Pela fragilidade da atividade
empresarial nos grotões e o clima cruel para atividades agrícolas, o maior
sonho de todos os beneficiários do programa é justamente um emprego fixo. O
auxílio, todavia, ainda que pequeno (a maior parte das famílias recebe pouco
mais de cem reais) tem ajudado a interromper a saga de retirantes que
superpovoam as favelas dos grandes centros urbanos.
Outro mito é a falta de
contrapartida.
A matrícula escolar dos filhos é
obrigatória. Parte considerável das famílias beneficiárias, aliás, gasta
parcela do benefício com material escolar para os filhos.
Fazendo visitas em anos distintos
os pesquisadores puderam notar, em regra, as diferenças no padrão das famílias
atendidas, como um sofá no casebre que vivia antes sem mobília, roupas nas
crianças ou uma televisão.
A descrição das casas visitadas,
aliás, foi um dos relatos mais impactantes. Numa delas, a mãe vivia em
constante medo, “de que as crianças caíssem no buraco usado para fazer as suas
necessidades”.
Ponto importante da pesquisa foi
demonstrar que além das famílias beneficiárias, o pequeno comércio local também
se saiu muito estimulado pela Bolsa Família –o mercado de “pobre para
pobre”.
Pequenas vendas e empresas
familiares foram se desenvolvendo nas regiões, também beneficiadas com o
aumento do salário mínimo e dos proventos de aposentadoria.
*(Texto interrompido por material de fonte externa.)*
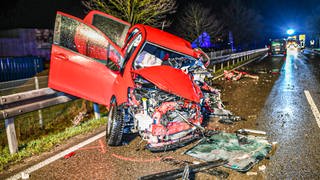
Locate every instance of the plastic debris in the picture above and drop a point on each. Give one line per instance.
(262, 168)
(181, 163)
(242, 152)
(69, 155)
(25, 175)
(178, 173)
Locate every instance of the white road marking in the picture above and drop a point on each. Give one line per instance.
(313, 106)
(57, 156)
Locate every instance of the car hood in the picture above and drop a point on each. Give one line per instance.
(172, 80)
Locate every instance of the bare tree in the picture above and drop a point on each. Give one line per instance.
(148, 12)
(244, 23)
(313, 22)
(196, 19)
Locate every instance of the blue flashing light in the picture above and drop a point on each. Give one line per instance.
(290, 31)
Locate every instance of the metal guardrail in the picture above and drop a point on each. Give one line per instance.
(232, 59)
(33, 100)
(21, 103)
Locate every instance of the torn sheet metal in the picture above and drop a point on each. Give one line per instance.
(242, 152)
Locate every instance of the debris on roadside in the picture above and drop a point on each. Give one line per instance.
(242, 151)
(262, 168)
(235, 75)
(251, 173)
(184, 171)
(275, 71)
(79, 117)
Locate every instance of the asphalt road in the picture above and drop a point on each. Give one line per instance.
(288, 119)
(284, 113)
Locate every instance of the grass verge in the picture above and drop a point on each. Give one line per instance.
(46, 143)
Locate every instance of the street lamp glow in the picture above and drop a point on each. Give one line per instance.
(290, 31)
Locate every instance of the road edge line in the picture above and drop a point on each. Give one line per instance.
(313, 106)
(57, 156)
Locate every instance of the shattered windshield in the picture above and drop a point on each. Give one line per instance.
(153, 55)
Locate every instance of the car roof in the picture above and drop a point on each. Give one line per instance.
(168, 40)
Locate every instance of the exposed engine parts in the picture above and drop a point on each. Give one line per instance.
(168, 121)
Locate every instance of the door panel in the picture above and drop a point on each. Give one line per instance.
(78, 61)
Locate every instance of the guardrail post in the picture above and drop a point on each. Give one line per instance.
(36, 82)
(11, 135)
(96, 110)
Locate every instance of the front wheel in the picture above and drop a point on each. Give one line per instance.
(115, 125)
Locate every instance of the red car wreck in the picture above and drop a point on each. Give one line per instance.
(151, 81)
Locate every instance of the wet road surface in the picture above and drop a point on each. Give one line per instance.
(288, 119)
(284, 114)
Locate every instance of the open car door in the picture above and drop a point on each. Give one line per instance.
(84, 62)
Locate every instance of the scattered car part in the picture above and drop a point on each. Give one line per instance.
(241, 154)
(177, 173)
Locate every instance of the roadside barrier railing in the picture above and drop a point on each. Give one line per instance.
(38, 96)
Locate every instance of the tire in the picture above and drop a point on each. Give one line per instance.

Uma das beneficiárias contou
alegremente que, com o valor do BF passou a poder comprar “macarrão de pacote”
-até então comprava o alimento a granel, em quantidades menores.
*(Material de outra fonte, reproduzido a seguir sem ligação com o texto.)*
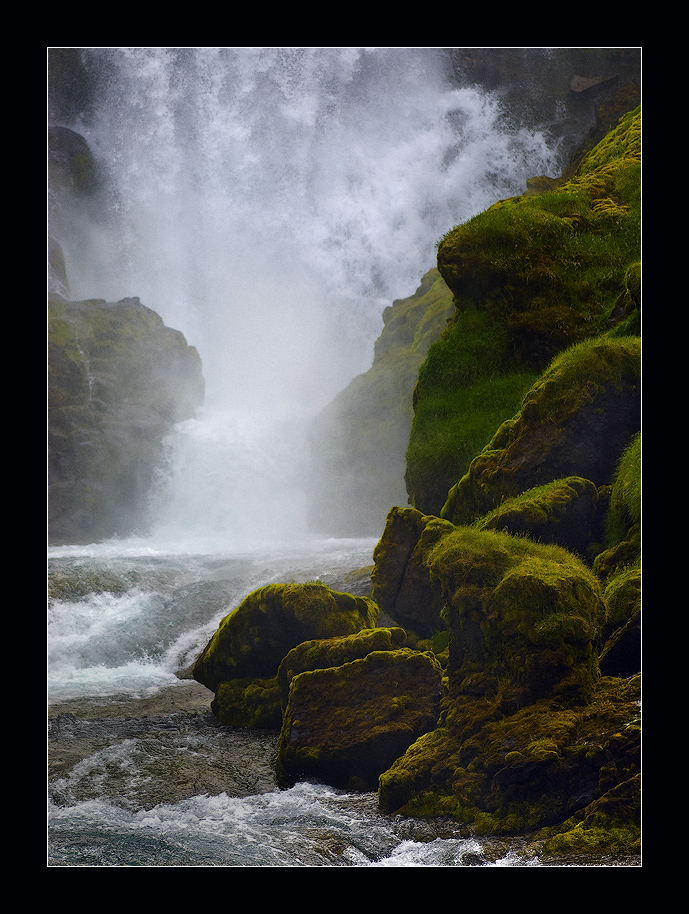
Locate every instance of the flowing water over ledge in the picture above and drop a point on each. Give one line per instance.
(141, 774)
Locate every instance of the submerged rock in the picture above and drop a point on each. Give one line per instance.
(346, 725)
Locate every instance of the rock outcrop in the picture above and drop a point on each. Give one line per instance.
(118, 380)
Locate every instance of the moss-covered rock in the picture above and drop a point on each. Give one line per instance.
(531, 276)
(548, 268)
(252, 640)
(346, 725)
(541, 767)
(576, 420)
(524, 618)
(249, 703)
(401, 584)
(322, 654)
(358, 442)
(566, 512)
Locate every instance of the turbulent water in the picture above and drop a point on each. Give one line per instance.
(269, 203)
(140, 772)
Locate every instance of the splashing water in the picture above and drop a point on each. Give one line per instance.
(270, 203)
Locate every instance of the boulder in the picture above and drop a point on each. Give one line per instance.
(252, 640)
(577, 420)
(545, 767)
(320, 655)
(248, 703)
(567, 512)
(346, 725)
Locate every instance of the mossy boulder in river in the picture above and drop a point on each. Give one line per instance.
(252, 640)
(571, 772)
(322, 654)
(577, 419)
(346, 725)
(524, 617)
O cartão passou a significar
também crédito nas vendas e a consequente elevação de autoestima.
Outro mito é de que as mulheres
têm filhos para aumentar o rendimento que o benefício provoca.
O aumento do benefício é
claramente insuficiente para sustentar uma nova criança. Constatou-se, aliás,
que com pouco acesso aos equipamentos de saúde, as mulheres comemoravam
enormemente quando conseguiam aligação das trompas, que as impedia de ter novos
filhos.
O ponto central da pesquisa foi
exatamente o ganho de autonomia das mulheres, em famílias tradicionalmente
patriarcais.
Isso ocorreu porque os cartões
foram confiados às suas mãos. A maioria delas entendeu que tinham melhores
condições de cuidar das compras da casa (ao invés de gastos desnecessários dos
maridos), mas isso também significou maior possibilidade de interromper ciclos
de violência doméstica. Em alguns lugares, aumentaram as separações.
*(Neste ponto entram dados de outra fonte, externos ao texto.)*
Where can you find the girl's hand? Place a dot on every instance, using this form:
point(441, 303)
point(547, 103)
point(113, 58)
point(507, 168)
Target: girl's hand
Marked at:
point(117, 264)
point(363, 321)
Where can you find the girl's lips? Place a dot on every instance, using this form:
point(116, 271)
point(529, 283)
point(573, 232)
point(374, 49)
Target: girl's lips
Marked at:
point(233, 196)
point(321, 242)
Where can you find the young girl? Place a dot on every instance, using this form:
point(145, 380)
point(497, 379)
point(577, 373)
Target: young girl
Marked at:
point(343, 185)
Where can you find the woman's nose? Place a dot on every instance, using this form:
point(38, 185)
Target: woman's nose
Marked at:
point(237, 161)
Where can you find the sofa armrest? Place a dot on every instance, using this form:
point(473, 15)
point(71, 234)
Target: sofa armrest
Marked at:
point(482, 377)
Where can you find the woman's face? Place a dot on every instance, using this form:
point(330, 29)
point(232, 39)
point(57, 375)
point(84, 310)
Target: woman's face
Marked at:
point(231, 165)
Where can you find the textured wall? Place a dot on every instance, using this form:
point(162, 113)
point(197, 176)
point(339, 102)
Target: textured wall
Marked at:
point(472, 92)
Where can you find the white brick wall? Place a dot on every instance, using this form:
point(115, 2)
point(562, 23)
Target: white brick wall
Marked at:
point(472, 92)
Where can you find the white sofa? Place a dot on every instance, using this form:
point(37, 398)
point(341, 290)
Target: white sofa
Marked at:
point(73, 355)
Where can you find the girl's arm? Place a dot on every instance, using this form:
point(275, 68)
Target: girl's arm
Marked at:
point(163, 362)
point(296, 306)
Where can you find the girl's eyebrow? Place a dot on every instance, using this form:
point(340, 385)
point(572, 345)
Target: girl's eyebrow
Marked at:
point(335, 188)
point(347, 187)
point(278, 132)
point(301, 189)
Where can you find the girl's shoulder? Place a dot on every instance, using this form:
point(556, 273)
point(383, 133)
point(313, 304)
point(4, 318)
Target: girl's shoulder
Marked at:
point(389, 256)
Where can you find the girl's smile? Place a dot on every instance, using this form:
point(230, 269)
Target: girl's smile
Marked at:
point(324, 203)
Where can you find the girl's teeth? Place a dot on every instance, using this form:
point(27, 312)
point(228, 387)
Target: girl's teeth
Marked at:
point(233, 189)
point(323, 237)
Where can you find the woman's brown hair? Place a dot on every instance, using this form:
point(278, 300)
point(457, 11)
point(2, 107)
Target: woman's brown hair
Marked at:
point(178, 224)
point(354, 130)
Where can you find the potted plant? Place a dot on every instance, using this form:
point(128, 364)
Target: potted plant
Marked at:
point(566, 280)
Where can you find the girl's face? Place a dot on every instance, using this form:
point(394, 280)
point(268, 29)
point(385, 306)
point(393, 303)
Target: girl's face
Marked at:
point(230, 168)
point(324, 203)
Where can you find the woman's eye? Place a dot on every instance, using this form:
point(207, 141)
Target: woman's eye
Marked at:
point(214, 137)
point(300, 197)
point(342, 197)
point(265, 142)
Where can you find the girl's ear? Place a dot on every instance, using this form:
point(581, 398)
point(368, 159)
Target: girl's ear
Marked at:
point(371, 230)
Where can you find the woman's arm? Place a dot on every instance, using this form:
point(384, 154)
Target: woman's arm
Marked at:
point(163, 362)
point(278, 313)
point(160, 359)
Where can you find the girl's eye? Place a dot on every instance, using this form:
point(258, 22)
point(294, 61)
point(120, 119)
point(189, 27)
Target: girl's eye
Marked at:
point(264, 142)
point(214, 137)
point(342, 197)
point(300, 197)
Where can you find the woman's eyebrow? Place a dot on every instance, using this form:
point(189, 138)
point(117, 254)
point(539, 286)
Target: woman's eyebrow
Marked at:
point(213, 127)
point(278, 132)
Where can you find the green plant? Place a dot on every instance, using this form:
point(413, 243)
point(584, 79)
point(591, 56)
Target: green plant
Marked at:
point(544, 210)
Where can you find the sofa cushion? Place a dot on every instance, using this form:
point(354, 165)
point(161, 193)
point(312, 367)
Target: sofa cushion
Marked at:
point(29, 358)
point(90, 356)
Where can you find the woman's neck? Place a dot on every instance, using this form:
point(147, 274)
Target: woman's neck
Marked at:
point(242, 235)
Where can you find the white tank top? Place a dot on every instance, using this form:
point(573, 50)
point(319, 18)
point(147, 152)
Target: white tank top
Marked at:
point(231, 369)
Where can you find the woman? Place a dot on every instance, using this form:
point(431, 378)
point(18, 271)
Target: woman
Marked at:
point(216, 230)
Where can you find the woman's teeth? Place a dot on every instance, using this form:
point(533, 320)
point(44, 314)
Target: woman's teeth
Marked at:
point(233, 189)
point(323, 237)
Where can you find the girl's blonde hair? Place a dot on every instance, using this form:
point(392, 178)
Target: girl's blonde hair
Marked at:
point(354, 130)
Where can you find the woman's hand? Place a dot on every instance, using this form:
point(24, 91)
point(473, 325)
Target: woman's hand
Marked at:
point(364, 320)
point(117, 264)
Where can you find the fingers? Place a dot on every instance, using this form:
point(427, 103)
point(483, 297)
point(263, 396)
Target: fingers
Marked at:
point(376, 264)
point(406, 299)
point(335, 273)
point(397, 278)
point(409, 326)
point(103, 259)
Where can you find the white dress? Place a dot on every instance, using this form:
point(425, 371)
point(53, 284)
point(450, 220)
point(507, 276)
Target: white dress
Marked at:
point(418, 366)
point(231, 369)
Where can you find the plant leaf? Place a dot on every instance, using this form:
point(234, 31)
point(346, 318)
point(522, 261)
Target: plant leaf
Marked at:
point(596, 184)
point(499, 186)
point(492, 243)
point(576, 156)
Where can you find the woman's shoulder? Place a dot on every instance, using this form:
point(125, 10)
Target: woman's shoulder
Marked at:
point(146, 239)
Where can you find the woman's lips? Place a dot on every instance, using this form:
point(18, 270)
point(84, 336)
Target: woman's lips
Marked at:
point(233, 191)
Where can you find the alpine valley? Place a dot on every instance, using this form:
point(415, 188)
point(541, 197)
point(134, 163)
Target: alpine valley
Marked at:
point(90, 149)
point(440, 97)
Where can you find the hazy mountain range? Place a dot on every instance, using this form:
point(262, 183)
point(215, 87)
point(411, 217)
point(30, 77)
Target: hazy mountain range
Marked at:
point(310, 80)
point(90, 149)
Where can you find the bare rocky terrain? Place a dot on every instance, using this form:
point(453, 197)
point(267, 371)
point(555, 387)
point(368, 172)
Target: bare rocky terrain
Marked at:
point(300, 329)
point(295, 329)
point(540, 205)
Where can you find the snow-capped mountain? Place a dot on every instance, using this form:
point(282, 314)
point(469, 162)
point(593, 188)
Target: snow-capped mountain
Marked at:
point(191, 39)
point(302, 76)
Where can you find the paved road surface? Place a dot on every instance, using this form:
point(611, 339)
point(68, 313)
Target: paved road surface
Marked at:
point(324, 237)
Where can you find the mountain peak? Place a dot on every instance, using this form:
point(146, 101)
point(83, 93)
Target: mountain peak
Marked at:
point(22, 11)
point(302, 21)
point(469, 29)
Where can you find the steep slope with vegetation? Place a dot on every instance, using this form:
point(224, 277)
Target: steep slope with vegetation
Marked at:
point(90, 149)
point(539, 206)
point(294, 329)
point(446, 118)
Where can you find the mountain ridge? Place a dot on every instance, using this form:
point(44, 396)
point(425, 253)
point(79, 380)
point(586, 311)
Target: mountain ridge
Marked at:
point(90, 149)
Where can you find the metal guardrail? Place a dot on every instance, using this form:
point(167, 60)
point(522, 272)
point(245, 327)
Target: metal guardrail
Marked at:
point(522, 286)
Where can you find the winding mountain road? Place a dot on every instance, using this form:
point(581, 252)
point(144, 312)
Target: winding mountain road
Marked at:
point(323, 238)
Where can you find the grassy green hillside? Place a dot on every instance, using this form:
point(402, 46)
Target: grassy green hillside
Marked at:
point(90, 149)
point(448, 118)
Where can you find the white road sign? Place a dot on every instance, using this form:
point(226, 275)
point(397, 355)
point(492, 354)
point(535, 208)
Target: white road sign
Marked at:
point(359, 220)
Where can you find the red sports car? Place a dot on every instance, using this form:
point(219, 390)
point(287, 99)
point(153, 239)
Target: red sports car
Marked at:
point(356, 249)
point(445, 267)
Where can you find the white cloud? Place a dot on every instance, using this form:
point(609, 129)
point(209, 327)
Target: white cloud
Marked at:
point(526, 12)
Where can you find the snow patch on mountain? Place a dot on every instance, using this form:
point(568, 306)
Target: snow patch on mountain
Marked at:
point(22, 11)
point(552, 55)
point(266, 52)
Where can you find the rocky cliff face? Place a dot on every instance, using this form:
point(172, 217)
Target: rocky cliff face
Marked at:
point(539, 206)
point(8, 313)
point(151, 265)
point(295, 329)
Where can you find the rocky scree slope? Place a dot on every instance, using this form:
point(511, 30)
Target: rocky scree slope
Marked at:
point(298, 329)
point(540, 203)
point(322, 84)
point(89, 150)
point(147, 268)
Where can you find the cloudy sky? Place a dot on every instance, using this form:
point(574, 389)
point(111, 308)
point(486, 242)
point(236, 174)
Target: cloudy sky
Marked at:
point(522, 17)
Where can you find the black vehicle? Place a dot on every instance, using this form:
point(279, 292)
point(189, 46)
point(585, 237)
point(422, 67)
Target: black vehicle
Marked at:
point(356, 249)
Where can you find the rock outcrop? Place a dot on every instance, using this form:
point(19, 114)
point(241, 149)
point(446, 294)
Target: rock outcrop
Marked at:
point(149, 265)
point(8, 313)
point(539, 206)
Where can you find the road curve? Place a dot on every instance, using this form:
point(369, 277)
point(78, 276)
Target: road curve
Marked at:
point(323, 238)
Os pesquisadores concordam que o
Bolsa Família é um instrumento insuficiente para debelar a pobreza. Mas
reconhecem que ele tem servido para salvar vidas em situações de altíssima vulnerabilidade
–só o recebem famílias que têm renda per capita igual ou inferior a 70
reais.
As mulheres já começam a entender
que o benefício é um direito, não apenas um favor e não foram poucas situações
em que os pesquisadores localizaram comunidades que o discutiam coletivamente.
O Bolsa Família concretiza alguns
princípios que, inscritos na Constituição, costumam parecer letras mortas, como
o primado da dignidade humana, a obrigação de erradicar a pobreza e de reduzir
as desigualdades. É bom lembrar que, antes de políticas partidárias, esses
comandos são exigências constitucionais.
Mas o fato é que o Estado
brasileiro se acostumou a dar mais para quem menos precisa. Está inundado de
incentivos fiscais a empresas, comodatos de áreas públicas a clubes ricos,
auxílios diversos a servidores graduados.
Quando o benefício reverte para a
mais frágil camada da sociedade, no entanto, por menos que represente, é
instrumento de ódio, rancor e profundo preconceito.